Today we want to cover ALL the things we’ve learned that you can be doing to help manage menopause and transitions! 

First- Exercise (it’s why we have Level M)!

  • Are you exercising in some form most days of the week? 
  • Are you strength training at least 3-4 days per week (and not the 2lb dumbbells team – you need to be lifting HEAVY weight to manage muscle loss!)
  • Are you getting your heart rate up 2-3 days a week for at least 15 to 20 minutes? You don’t have to make it skyrocket, but you should be breathing heavy and sweating!

Second- Nutrition 

  • Are you eating 4-6 servings of veggies a day?
  • Are you eating at least 0.8-1g of protein per pound of body weight each day?
  • Are you getting ENOUGH carbohydrates in each day (especially around training)?
  • Are you learning about and consuming the foods that promote estrogen production
  • Are you learning what foods cause you gut inflammation?

Third- Self Care + Sleep

  • Do you have a pre bed wind-down routine that includes no screens at least 30 minutes before bed?
  • Are you spending 10-15 minutes per day stretching/mobilizing/foam rolling?
  • Are you giving yourself ample time between training sessions to appropriately recover?
  • Are you spending time each day being grateful for what you have?
  • Are you spending time each day “stopping” and just existing (rather then trying to do everything all the time).
  • Are you getting daily sunshine?

Fourth- Hormone Support

  • Are you taking specific supplements (such as chasteberry, holy basil, ashwagandha) to support your hormone health?
  • Are you mindful of stress management and taking steps to chill out on the regular?
  • Are you learning about your gut health and having at least 1-2 bowel movements per day?

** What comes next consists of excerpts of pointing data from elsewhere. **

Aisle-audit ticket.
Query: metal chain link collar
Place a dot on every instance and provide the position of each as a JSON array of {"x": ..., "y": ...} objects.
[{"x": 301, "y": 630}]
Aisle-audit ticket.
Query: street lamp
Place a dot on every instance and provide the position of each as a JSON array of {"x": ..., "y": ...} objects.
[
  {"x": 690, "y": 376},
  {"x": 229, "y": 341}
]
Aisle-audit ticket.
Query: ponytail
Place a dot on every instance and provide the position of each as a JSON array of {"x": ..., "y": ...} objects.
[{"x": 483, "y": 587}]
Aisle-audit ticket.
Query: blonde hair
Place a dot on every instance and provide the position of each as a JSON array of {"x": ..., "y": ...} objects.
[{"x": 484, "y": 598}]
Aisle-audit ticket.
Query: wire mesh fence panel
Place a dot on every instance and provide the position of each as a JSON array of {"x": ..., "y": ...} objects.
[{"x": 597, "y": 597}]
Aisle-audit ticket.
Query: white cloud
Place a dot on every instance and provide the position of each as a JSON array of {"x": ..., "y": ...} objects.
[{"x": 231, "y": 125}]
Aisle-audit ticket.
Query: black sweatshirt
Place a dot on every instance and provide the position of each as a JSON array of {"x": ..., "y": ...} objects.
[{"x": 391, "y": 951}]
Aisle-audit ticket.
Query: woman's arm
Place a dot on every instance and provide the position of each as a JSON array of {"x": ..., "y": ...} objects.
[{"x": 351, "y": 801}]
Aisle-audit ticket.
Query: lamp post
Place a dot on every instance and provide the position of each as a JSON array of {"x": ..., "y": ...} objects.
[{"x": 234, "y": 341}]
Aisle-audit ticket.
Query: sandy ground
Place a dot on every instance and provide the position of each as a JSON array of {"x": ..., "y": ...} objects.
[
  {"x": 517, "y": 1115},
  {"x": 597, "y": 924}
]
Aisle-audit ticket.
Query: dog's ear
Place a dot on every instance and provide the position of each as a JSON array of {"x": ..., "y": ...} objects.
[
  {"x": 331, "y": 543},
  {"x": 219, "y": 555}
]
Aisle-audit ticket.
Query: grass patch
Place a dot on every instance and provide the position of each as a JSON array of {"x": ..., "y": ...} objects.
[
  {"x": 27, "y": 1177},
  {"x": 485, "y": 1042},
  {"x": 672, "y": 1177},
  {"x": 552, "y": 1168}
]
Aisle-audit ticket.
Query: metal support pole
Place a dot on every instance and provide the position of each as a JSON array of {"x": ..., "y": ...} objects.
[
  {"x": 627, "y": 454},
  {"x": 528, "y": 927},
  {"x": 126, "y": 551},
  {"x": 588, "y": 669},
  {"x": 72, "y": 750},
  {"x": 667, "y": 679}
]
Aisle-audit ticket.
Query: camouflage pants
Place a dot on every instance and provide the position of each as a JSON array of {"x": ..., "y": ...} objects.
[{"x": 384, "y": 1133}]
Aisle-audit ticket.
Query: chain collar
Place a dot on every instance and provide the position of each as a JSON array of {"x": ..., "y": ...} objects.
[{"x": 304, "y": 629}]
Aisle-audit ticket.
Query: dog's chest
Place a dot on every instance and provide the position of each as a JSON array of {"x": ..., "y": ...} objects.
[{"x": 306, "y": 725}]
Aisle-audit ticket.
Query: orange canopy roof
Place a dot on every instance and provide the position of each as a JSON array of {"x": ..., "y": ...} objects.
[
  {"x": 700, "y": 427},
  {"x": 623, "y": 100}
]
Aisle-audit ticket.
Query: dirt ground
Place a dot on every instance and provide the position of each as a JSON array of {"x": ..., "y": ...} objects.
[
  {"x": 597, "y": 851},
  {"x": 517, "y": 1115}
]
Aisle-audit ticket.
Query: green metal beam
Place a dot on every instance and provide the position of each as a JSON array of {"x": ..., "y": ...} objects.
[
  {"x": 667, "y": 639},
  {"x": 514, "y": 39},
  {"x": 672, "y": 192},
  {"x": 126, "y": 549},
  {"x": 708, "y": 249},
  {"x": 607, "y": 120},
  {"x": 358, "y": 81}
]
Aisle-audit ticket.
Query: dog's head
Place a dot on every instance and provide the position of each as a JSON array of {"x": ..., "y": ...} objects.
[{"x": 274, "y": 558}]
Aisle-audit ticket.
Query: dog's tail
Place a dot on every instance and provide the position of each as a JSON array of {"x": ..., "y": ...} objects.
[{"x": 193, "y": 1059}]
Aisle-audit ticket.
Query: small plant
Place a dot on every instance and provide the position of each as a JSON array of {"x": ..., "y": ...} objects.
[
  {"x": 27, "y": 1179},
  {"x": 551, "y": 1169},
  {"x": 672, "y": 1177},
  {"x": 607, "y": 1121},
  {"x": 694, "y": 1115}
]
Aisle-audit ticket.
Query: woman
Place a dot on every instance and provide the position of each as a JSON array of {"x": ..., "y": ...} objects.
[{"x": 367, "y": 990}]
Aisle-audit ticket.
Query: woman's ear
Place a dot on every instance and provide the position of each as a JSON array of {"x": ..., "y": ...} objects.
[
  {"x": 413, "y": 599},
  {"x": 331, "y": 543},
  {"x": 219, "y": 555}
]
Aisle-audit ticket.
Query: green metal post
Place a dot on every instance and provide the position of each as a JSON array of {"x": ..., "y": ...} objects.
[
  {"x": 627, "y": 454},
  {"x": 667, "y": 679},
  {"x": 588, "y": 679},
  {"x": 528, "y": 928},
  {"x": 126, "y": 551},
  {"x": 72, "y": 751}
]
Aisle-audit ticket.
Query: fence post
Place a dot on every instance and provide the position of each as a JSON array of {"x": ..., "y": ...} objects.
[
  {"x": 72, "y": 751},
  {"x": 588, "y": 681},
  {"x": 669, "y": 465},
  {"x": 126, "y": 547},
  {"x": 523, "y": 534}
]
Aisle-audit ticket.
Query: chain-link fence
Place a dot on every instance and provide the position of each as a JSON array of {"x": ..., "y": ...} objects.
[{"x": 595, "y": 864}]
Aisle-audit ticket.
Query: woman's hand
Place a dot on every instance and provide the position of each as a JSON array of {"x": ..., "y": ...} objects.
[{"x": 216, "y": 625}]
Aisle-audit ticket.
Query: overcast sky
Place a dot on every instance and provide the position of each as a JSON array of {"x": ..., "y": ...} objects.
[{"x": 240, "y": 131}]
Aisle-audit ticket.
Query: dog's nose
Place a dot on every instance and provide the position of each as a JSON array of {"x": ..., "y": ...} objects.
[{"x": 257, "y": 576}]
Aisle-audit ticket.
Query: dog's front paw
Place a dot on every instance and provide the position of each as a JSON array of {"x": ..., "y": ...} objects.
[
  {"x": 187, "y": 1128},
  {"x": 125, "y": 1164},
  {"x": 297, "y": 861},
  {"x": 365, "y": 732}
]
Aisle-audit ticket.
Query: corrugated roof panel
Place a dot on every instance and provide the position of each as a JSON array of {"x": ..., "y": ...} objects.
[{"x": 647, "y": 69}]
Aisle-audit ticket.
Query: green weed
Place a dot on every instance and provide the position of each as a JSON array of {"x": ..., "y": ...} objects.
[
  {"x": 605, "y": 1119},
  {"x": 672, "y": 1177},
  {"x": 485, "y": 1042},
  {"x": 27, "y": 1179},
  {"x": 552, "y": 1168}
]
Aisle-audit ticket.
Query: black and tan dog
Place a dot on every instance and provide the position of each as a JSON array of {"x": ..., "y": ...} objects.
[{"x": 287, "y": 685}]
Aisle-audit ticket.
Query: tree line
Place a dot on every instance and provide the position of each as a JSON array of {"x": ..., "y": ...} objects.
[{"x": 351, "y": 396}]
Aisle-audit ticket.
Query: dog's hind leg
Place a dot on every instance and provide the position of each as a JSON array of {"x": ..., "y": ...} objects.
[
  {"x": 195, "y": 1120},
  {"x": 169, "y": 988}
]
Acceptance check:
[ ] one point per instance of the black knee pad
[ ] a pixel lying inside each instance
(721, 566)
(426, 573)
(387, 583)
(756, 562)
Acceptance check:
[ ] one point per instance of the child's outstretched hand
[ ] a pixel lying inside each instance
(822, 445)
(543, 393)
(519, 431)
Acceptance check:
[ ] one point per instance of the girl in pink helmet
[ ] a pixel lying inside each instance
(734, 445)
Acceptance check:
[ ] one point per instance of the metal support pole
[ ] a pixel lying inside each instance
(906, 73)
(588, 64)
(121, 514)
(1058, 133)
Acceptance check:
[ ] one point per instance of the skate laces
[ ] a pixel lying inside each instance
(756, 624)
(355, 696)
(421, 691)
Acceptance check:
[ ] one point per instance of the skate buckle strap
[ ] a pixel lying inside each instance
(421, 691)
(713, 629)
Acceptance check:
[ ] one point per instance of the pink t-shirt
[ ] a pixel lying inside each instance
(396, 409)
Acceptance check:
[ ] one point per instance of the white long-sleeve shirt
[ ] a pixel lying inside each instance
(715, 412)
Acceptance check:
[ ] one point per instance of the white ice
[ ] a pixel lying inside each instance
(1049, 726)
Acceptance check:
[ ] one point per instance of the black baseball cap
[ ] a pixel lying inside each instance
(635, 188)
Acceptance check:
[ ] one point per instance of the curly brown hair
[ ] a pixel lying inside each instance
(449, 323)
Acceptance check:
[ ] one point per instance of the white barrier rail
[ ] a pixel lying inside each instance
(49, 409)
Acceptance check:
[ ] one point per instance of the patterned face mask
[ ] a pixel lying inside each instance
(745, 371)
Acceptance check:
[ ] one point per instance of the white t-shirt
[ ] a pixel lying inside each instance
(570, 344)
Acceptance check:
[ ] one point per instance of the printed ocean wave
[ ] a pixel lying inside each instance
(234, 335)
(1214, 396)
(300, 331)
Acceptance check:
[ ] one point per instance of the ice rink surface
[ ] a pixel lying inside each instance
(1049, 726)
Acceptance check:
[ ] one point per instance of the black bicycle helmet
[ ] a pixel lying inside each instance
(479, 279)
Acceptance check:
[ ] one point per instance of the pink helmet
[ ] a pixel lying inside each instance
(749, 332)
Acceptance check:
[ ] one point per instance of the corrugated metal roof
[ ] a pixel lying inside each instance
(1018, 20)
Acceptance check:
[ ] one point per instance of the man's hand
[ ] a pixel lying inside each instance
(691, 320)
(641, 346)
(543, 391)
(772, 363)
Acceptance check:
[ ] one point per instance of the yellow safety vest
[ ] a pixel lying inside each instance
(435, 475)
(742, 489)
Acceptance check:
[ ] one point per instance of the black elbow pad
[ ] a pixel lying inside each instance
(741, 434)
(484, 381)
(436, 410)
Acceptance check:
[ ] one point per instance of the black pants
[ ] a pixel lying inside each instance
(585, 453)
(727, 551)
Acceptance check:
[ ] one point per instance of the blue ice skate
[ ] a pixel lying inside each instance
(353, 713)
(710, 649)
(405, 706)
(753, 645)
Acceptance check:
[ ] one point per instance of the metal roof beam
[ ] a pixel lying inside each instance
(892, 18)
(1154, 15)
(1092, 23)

This might seem like a massive and overwhelming list if you’re new to taking good care of yourself! And we aren’t here to tell you to start working on all of it today!

Look at the list and pick one thing from each category (pick the easiest things to implement first!) and then as you make those habits you can begin to add in others. 

Even making small changes today can lead to big changes down the road!